I used a sock as a teabag to make weed tea because I couldnt smoke in the room I was renting

Did this for a couple weeks before finding put THC is only fat solubal. Wasted a lot of weed

 
Yours is a bit more crazy, but I've done:1. Used a Busch Light box as a dining room table for the longest time. 2. Didn't do laundry until I had re-worn every pair of boxers/underwear I had at least 3 times. That was gross. 3. When my toilet broke I used my sink for about a week because I didn't feel like telling my landlord. 4. Threw dishes out in the trash instead of washing them. 5. Slept on a mattress on the floor for an entire year - living in two separate places. 6. Sprayed deodorant in my pants because I was going to see a girl and I had ran out of soap. 7. Hired a younger girl who I felt awkward to date to clean my place for me on a bi-weekly basis even though she didn't do a good job because I felt bad for her situation and it was the only way I could justify to myself staring at her ###. 8. I don't think I've ever actually bought napkins. 9. Have always just ate the total cleaning cost (basically given up my rent deposit) because I have no desire to clean my apartments. 10. Used a basketball as a meat tenderizer (sp?)
I'm going to call "B S" on 3, 8, 9 and 10.
Suppose I can reply over 3 years later.

3. Rented an attic/room from a family house in law school. I treated the place like crap so never really wanted them to come up there. Somehow the flusher broke. Given that I was rarely there anyway (stayed at a girl's place like every other night) and if I needed to crap I could go to the school, I didn't get around to telling my landlord/homeowners for like a week. If I had to urinate I just went in the sink and washed it out.

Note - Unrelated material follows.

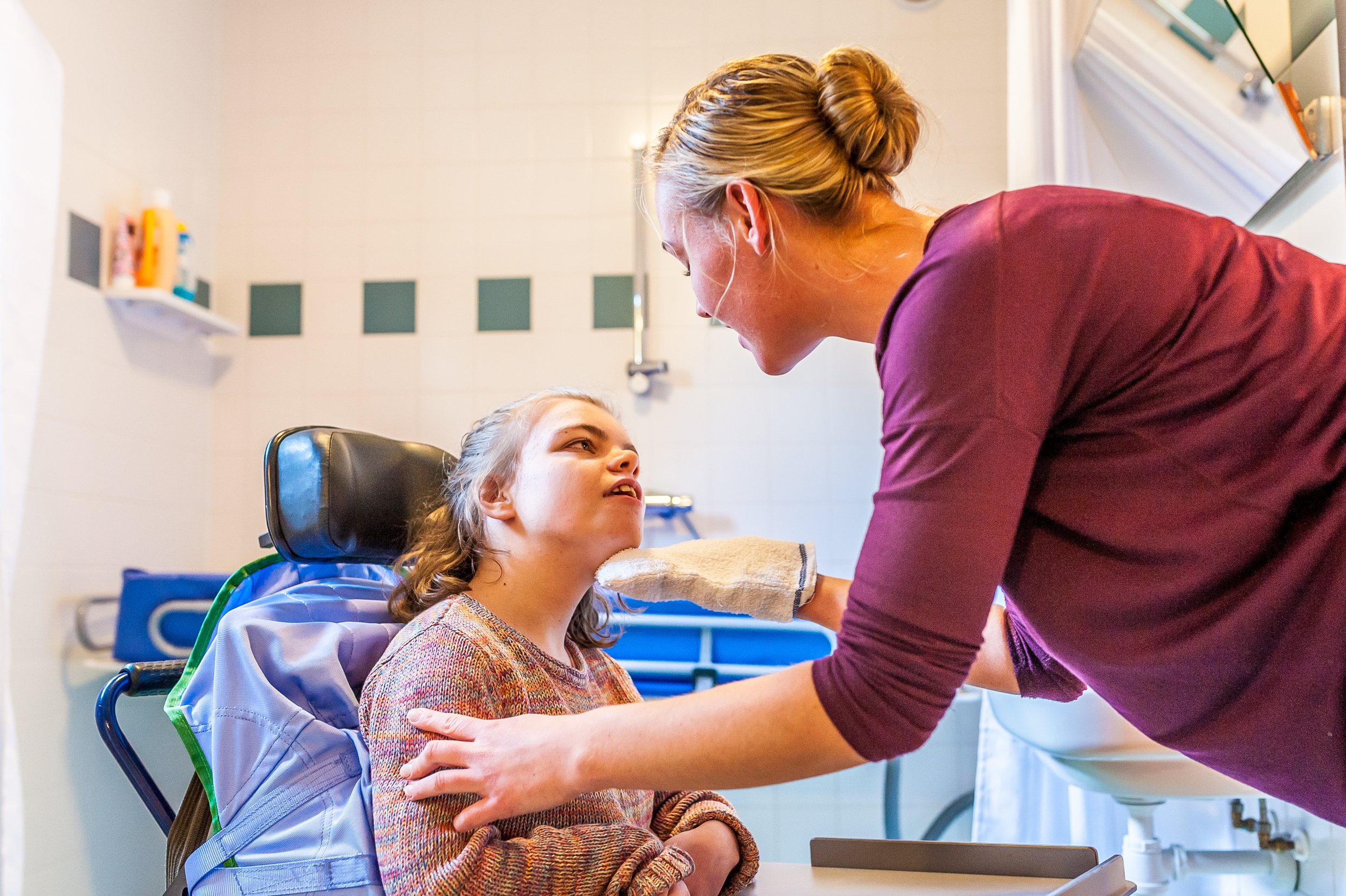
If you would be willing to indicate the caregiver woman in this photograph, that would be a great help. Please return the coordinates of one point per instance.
(1129, 415)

8. Really? I'm now married and still haven't bought napkins. We get enough take out that we have plenty leftover or we just use paper towels.

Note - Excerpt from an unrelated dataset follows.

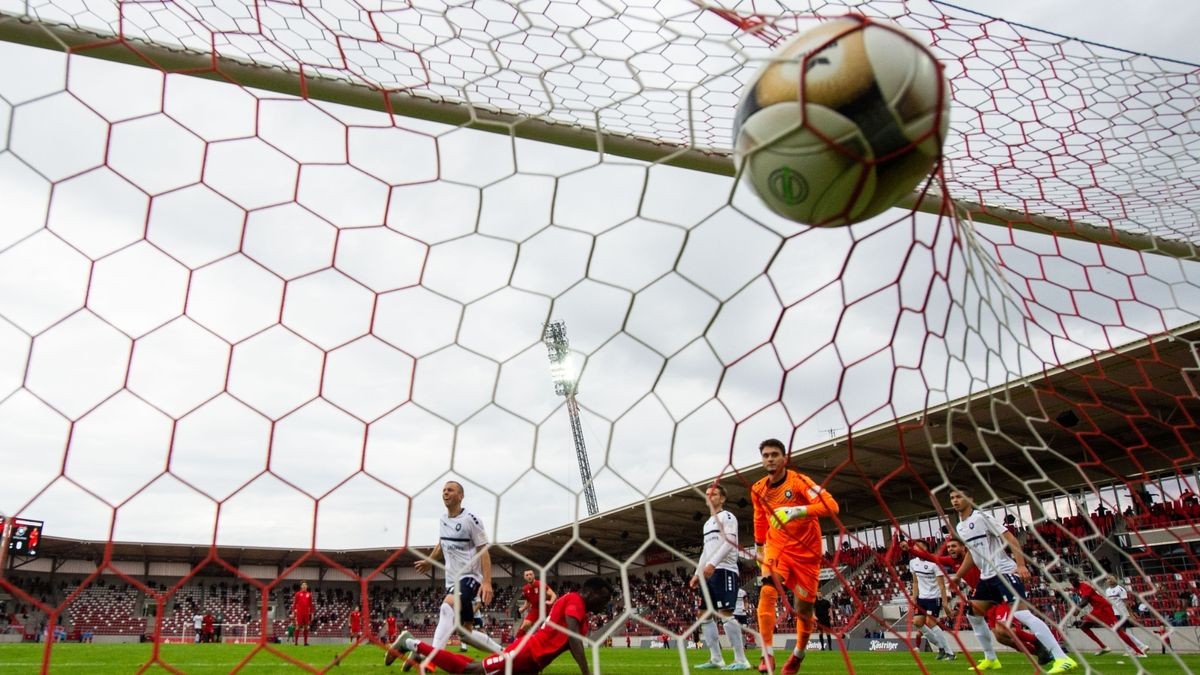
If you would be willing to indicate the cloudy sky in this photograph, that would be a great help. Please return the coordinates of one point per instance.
(222, 308)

9. Still true up to my last move out before getting married. My deposits were never more than like 300 or so. I hate cleaning with a passion. Always thought the opportunity cost was worth the deposit. I was also always up front on that and some of the times even struck a deal stating they clean it as is and keep half or whatever.

10. Not sure what to tell you here. Couldn't afford decent meat in law school so I bought the cheap stuff. Stove was right next to front door and I'd keep my basketball there. Would grab the ball and pound away at the crappy meat through the plastic.